SCOTUS ruled this practice violates the First Amendment rights of public employees. Reisman is asking the high court to consider exclusive representation laws under the same principle. If compelled payments to a union violate a public employee’s First Amendment rights, compelled representation must also violate employee’s rights.
“Professor Reisman is a hardworking public employee who has for many years been forced to associate with a union with which he disagrees and suffer it to speak for him,” said Robert Alt, president and chief executive officer of The Buckeye Institute and a lead attorney on the case. “If state law cannot compel public employees to financially support union advocacy — as the court ruled in Janus v. AFSCME — how can states require these same public employees to accept representation from unions that many of them have chosen not to join? These are serious questions about the constitutionality of exclusive representation — questions which the U.S. Supreme Court needs to address.”
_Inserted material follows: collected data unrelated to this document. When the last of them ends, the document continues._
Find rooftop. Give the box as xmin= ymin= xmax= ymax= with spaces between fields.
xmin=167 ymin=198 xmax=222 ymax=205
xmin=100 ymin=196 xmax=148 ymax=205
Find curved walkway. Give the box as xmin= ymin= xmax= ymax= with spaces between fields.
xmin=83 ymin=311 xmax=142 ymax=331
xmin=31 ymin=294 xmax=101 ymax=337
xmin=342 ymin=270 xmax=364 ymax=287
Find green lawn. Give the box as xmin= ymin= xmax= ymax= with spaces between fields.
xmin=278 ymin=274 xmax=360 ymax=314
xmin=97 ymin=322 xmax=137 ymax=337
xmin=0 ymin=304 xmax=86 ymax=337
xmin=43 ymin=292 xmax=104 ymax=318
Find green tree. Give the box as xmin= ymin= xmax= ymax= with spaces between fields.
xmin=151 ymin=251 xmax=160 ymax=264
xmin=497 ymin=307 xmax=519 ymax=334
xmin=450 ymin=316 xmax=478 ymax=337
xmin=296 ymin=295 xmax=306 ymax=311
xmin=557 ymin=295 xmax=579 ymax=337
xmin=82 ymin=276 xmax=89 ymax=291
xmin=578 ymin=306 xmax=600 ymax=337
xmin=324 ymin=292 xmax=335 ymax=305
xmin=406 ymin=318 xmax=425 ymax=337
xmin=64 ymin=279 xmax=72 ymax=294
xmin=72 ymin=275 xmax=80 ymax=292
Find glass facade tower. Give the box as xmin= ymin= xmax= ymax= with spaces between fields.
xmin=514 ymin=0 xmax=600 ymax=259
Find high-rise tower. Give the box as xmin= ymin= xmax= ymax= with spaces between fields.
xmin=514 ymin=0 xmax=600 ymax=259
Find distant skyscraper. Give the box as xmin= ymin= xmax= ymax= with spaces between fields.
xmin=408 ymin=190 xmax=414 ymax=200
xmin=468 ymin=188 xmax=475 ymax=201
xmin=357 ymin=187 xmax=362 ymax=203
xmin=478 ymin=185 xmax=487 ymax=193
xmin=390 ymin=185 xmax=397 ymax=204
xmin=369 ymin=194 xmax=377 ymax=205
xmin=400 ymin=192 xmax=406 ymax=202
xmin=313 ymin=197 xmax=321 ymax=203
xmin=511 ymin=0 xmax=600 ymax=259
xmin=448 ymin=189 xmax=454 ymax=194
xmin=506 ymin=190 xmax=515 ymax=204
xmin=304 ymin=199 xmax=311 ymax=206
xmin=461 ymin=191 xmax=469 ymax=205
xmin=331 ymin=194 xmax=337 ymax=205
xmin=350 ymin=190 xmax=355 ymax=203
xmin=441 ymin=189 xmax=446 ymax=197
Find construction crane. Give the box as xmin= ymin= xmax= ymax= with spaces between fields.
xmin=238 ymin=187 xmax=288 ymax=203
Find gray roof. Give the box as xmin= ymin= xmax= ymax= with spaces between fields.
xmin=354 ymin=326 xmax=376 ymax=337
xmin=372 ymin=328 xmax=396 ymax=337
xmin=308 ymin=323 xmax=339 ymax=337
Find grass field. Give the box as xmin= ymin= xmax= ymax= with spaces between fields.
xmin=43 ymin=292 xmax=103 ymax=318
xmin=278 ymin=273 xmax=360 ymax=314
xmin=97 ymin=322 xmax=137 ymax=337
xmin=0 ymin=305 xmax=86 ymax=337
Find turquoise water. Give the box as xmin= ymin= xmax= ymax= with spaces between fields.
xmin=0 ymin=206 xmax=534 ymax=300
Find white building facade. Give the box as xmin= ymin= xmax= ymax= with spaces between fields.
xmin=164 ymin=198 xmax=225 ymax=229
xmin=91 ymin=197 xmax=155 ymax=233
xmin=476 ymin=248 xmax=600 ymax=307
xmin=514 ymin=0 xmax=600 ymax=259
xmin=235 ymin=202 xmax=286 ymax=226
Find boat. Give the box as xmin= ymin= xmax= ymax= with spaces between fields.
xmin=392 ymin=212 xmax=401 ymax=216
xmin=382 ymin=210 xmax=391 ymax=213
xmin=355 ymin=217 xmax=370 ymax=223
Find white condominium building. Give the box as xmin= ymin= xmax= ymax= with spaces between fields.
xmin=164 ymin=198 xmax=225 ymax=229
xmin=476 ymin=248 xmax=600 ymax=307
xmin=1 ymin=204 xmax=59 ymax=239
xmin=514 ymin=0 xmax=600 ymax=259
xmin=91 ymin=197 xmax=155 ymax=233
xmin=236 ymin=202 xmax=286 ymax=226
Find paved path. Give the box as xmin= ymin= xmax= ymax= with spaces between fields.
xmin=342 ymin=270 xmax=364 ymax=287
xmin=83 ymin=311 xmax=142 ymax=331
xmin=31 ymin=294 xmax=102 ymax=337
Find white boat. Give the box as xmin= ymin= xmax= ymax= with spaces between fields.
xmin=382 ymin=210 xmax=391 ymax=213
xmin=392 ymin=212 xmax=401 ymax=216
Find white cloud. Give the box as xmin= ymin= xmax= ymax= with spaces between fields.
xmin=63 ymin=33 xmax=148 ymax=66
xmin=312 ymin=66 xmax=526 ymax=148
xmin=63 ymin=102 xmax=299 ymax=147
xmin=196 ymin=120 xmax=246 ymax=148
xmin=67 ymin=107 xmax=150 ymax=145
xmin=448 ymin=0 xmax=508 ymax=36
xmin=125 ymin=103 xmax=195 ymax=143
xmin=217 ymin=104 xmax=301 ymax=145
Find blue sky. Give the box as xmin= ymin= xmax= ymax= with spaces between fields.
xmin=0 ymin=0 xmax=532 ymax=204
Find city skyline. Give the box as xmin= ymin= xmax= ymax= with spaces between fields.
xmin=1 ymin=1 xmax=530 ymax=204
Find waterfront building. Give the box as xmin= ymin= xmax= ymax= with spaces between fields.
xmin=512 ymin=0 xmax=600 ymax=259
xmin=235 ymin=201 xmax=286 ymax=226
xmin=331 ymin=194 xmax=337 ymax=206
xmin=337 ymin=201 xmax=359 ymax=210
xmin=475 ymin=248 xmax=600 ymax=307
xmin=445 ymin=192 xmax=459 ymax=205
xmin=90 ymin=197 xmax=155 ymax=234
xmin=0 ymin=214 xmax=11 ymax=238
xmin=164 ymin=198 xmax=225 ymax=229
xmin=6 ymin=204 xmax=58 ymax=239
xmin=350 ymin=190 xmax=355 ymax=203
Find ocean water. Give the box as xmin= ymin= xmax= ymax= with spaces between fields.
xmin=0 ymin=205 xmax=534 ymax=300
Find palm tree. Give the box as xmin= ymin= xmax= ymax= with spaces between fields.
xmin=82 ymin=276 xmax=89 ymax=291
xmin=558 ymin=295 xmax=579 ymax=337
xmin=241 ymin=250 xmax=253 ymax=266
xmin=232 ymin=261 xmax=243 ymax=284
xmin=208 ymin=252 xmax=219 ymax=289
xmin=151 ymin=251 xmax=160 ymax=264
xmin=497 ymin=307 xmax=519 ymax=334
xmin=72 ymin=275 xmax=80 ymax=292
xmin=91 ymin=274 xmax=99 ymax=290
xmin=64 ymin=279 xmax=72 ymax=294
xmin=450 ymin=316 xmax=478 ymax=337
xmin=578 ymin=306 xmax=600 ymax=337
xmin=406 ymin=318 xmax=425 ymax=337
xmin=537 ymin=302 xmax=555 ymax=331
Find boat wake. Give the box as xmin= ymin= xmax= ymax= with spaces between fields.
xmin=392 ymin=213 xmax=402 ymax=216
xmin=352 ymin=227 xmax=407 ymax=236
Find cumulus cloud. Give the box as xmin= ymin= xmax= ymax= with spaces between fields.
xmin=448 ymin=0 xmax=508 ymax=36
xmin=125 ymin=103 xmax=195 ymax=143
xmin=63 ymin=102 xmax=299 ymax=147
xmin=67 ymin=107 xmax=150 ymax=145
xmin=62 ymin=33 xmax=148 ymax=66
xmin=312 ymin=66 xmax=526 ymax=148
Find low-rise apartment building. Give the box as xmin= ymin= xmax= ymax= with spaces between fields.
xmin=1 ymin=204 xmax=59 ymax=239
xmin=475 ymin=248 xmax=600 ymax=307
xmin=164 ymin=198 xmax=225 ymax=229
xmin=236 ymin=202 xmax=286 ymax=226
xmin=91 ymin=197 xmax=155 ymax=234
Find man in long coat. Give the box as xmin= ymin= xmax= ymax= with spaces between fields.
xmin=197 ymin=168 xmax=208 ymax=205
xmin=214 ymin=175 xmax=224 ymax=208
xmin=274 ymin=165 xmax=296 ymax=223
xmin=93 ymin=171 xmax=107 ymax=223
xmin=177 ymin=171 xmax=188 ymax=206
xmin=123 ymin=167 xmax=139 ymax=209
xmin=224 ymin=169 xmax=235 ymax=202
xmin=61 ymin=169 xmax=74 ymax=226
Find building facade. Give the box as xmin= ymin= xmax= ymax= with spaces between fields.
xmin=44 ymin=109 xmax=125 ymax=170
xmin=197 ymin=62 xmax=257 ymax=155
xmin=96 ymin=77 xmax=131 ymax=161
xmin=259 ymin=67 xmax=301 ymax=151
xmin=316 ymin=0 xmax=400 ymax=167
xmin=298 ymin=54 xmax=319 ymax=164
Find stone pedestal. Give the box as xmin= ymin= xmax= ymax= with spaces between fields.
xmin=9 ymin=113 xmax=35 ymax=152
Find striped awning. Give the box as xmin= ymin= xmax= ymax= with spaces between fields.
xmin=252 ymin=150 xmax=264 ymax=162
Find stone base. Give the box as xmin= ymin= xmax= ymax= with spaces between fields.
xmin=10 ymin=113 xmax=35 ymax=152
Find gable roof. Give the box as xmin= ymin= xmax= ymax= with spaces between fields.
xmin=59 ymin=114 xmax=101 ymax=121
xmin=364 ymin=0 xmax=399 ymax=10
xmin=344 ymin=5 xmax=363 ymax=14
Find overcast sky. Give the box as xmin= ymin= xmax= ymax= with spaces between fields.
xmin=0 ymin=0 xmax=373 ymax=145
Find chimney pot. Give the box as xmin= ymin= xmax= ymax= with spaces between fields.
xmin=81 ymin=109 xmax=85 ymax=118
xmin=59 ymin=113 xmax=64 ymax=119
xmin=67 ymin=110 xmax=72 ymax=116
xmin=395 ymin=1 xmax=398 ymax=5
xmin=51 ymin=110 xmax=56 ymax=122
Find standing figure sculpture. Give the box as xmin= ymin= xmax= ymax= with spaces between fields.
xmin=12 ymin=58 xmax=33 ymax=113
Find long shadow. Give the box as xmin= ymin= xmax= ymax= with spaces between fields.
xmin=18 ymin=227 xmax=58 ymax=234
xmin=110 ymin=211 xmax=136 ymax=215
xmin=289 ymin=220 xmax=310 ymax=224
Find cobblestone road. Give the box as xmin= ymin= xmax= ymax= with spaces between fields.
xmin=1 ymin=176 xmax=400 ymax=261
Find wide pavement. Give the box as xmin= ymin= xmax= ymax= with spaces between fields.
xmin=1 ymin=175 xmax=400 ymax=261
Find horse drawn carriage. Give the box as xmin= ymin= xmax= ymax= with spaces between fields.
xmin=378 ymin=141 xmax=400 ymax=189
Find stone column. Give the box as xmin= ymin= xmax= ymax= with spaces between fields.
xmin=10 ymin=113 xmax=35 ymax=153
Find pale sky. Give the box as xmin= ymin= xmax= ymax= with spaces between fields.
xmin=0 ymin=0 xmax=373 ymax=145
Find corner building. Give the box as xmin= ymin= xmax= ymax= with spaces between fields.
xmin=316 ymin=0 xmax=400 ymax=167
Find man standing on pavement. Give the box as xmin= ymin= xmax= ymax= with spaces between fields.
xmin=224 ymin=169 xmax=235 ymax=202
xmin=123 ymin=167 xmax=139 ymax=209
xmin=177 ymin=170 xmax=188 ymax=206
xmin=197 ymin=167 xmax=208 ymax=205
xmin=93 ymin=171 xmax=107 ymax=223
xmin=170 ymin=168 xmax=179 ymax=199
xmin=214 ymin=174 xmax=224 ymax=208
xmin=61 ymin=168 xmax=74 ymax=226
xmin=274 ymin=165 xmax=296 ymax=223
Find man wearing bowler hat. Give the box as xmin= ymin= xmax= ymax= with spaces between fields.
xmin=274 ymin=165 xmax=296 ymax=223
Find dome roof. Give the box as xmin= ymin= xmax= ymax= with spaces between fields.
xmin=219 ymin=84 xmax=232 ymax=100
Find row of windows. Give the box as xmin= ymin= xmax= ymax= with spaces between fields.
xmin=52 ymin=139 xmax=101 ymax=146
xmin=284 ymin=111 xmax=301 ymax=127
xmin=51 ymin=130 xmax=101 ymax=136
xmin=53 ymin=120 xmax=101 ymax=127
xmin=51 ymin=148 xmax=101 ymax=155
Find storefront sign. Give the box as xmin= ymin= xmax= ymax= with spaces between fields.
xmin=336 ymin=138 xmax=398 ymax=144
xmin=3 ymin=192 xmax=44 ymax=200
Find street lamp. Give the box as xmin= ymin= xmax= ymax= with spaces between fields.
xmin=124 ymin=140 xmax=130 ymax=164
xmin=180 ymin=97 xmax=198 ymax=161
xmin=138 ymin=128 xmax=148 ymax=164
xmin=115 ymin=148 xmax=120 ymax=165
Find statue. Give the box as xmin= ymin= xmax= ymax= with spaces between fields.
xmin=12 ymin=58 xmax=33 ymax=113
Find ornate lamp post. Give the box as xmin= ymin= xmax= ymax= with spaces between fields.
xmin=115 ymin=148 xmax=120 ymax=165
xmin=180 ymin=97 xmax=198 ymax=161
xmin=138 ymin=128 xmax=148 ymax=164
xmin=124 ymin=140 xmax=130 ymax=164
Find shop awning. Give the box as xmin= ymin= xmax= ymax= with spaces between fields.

“Despite resigning his union membership, Professor Reisman is required by Maine law be represented by a union with which he does not agree and of which he is not a member,” said Andrew M. Grossman, a partner at BakerHostetler in Washington, D.C., and counsel of record on the Reisman v. AFUM petition. “Following the Court’s landmark Janus ruling, it is clear that these laws are unconstitutional, and we hope the Court will recognize them as such.”
Reisman formerly served as a grievance officer with his union before resigning his membership after the Janus decision. His former union, AFUM, is affiliated with the Maine Education Association and the National Education Association, which has taken political stances that Reisman finds objectionable.
While the outcome of Janus freed him from the requirement of either joining the union or being forced to pay representation fees, Maine law still forces AFUM to be Reisman’s exclusive representative, meaning he is still associated with the positions the union takes.
If the Supreme Court agrees to hear Reisman’s case and rules in his favor, the First Amendment rights of public employees to represent themselves in matters with their employer would be restored. The end result is true freedom of speech and association, not compelled speech and association as required by state labor law.
The Buckeye Institute is also representing public employees in other post-Janus lawsuits throughout the country, including Kathy Uradnik of St. Cloud State University in Uradnik v. Inter Faculty Organization and Jade Thompson, a Spanish teacher in Ohio, in Thompson v. Marietta Education Association.